Column: Things that eat

*Editor’s note: I realize that I have drastically oversimplified many of these concepts, but there is just too much information to adequately express it all. You could easily fill 500 single-spaced pages explaining just the first paragraph. For you organic chemistry people, the size of this column is limited by steric hinderance. For the non-o-chem people, the number of things is too damn high.

In the beginning, billions of years ago, there was a soup of free floating nucleotides that, through molecular interaction, grouped together into the first self-replicating entity. Translation: once upon a time, there were a bunch of “almost-things” that grouped together into the first thing. This is generally considered to be a good thing.

The groups of nucleotides needed to replicate themselves, and to do so, needed to assimilate more free-floating nucleotides as raw material for growth. Translation: to make more of themselves, the things ate more almost-things. The problem is that the things were unstable; they would break all the time. This is generally considered to be a bad thing. The good thing is that the things were in water.

The groups of nucleotides that ended up in hydrophobic membranes were more successful at replicating. They were able to protect themselves from the harmful environment and gather nutrients at the same time. In other words, the things that could protect themselves made more of themselves. This allowed the things to eat in peace. Needless to say, membranes became all the rage.

The organisms that began to specialize within themselves were far more successful at surviving. Some of these membraned organisms were smaller than others and were absorbed by these larger individuals.

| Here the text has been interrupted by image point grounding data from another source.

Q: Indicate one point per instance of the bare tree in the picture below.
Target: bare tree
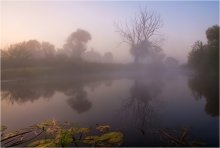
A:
(138, 32)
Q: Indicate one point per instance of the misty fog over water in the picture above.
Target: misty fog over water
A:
(110, 74)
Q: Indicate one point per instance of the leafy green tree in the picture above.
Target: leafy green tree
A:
(205, 57)
(76, 43)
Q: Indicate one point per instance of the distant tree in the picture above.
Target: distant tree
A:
(205, 57)
(48, 49)
(15, 55)
(139, 31)
(172, 62)
(34, 47)
(108, 57)
(76, 43)
(92, 56)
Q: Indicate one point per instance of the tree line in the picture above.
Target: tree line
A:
(33, 53)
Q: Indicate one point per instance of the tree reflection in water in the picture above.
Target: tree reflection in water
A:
(20, 93)
(79, 101)
(141, 105)
(207, 86)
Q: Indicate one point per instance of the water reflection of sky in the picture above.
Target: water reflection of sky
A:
(125, 104)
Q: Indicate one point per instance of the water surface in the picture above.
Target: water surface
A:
(136, 105)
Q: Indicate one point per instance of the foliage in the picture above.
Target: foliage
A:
(139, 31)
(107, 139)
(76, 43)
(60, 135)
(204, 60)
(205, 57)
(3, 128)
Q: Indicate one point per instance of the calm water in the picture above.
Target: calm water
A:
(132, 104)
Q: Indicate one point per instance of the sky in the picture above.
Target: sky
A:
(184, 22)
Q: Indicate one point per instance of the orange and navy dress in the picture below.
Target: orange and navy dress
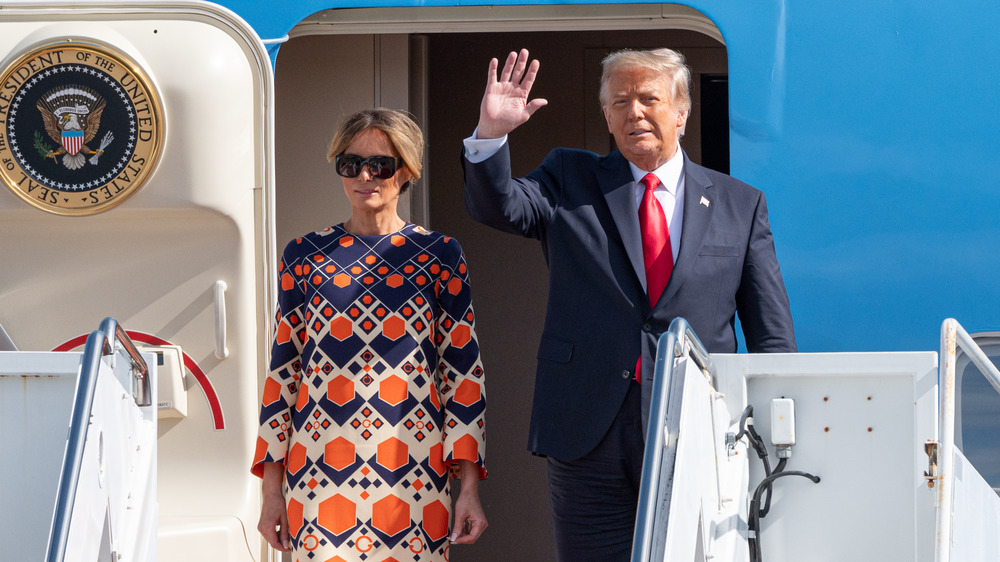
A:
(375, 390)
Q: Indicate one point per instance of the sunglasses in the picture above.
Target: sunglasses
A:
(380, 167)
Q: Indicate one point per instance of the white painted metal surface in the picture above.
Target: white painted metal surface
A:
(204, 216)
(861, 423)
(115, 507)
(891, 487)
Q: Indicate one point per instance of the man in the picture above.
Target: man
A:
(627, 254)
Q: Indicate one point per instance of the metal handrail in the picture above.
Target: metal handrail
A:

Instead of being killed, the smaller organism and the larger organism began to work together, becoming more successful than they would have been on their own. Translation: small things and big things teamed up. These thing teams were very good at surviving and eating more things. Teaming up is a good thing.

Some of these smaller organisms, once inside the larger organisms, were able to generate energy from food (mitochondria) or light (chloroplasts), or even repair broken parts of the larger organism. This specialization allowed the larger organism to focus its energies on replication and growth. In digestible terms, the small things did a lot of work for the big things they lived inside. This allowed the big things to be better hosts to the small things. When things cooperate, it’s a win-win.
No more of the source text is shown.